People in the United Kingdom with folic acid prescriptions were 1.5 times more likely to get COVID-19. They were also 2.6 times more likely to die from COVID-19 compared to the control group. Those are the findings of a new study from UC Davis Health and the University of Alabama at Birmingham.
The research, published in the journal BMJ Open, also found that having a prescription for the antifolate drug methotrexate mitigated the negative impact of folic acid on COVID-19 when folic acid and methotrexate were given together.
The research team studied a large cohort of patients enrolled in the UK BioBank, a major biomedical database containing health information from half a million people.

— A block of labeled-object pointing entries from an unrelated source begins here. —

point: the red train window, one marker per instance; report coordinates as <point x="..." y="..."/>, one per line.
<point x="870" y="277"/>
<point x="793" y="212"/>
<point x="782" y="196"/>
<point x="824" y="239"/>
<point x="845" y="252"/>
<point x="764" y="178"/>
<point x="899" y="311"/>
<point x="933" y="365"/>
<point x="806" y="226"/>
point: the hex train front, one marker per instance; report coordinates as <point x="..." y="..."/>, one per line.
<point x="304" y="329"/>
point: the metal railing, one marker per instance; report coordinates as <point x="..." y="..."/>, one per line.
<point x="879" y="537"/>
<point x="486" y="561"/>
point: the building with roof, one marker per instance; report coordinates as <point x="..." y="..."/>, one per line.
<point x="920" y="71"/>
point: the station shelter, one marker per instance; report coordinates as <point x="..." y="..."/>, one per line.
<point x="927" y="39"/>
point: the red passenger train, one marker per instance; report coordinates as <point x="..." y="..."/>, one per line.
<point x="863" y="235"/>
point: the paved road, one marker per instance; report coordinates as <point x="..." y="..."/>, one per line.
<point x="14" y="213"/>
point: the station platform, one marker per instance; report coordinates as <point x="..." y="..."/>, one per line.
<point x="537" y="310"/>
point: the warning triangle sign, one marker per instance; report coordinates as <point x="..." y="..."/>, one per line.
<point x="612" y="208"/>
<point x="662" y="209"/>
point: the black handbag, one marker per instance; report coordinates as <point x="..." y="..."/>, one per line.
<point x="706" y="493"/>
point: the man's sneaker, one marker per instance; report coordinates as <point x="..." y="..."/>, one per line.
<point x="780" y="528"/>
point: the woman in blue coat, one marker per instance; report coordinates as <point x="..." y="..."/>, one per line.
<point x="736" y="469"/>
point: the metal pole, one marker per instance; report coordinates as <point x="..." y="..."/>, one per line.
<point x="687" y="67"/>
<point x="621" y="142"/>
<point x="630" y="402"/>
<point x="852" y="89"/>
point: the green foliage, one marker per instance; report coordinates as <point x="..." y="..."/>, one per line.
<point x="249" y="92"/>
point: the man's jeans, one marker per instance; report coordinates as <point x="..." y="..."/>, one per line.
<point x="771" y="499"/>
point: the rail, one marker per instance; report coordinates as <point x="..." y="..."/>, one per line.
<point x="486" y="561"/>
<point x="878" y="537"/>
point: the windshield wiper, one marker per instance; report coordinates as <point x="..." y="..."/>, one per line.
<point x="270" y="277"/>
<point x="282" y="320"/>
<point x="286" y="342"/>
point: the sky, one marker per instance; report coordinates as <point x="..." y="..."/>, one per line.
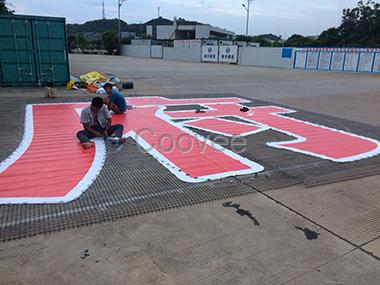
<point x="280" y="17"/>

"We examined whether COVID-19 diagnosis and death were related to the large doses of folic acid — five times the safe upper limit — prescribed to patients for a variety of medically approved indications. We found that the risk of becoming infected and dying from COVID-19 was significantly greater in the group treated with folic acid," said Ralph Green, an expert on B vitamins. Green is a distinguished professor in the UC Davis Department of Pathology and Laboratory Medicine and co-senior author of the study.
Folic acid and COVID-19
Folic acid is a synthetic form of vitamin B9, also known as folate. Low levels of B9 are associated with health conditions such as an increased risk of heart disease, stroke and birth defects.

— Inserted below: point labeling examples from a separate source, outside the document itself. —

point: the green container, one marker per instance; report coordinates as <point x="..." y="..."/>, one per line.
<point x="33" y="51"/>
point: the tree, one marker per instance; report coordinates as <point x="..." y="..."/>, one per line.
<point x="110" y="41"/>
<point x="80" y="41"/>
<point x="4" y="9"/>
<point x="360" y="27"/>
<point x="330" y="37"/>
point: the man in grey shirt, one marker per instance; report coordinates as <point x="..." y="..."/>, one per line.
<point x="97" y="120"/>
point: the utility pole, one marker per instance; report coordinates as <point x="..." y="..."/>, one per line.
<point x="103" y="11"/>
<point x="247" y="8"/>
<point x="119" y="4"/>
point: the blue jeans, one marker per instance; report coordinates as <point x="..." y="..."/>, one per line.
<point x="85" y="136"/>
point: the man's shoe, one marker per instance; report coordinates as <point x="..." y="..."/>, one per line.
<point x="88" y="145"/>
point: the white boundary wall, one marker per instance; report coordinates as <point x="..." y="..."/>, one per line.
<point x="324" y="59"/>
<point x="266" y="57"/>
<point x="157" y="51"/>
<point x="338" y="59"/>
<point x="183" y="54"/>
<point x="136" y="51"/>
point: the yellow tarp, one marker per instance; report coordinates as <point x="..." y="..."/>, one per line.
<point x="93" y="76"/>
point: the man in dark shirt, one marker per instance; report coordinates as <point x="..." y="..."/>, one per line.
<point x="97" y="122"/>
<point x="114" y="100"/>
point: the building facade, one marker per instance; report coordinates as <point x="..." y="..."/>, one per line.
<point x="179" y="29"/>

Folic acid is prescribed for several conditions, including sickle cell disease, high-risk pregnancies, and people receiving anti-seizure medications. Folic acid is also prescribed to help offset some side effects for patients taking methotrexate.
Methotrexate is used to treat certain types of cancer and some autoimmune diseases. The drug is an "antifolate," meaning it interferes with folate, which cancer cells require for proliferation.

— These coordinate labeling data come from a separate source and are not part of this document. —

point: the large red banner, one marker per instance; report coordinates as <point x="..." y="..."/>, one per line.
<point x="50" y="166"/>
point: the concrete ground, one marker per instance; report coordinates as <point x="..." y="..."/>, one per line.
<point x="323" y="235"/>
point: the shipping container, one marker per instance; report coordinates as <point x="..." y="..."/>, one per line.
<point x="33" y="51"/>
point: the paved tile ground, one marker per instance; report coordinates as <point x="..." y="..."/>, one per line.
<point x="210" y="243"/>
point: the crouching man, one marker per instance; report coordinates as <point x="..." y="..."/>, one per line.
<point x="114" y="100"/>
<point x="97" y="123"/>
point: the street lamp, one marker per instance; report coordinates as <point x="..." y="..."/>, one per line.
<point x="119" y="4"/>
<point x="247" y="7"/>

Green was inspired by research published last year in Nature Communications that suggested the SARS-CoV-2 virus, which causes COVID-19, hijacks the host's folate for viral replication. This suggests that the virus might be sensitive to both folate and folate inhibitors like
To find out if folic acid was associated with an increased risk of COVID-19 and if methotrexate was associated with a decreased risk, the researchers looked at folic acid and methotrexate prescription data from 2019 to 2021 in 380,380 participants in the UK Biobank.
They identified 26,033 individuals with COVID-19, of whom 820 died from COVID-19. People with a methotrexate prescription were diagnosed with COVID-19 at a similar rate to the general study population.
However, people with a folic acid prescription were diagnosed with COVID-19 infections at a higher rate (5.99%) and had a much higher COVID-19 mortality rate (15.97%) than the control group.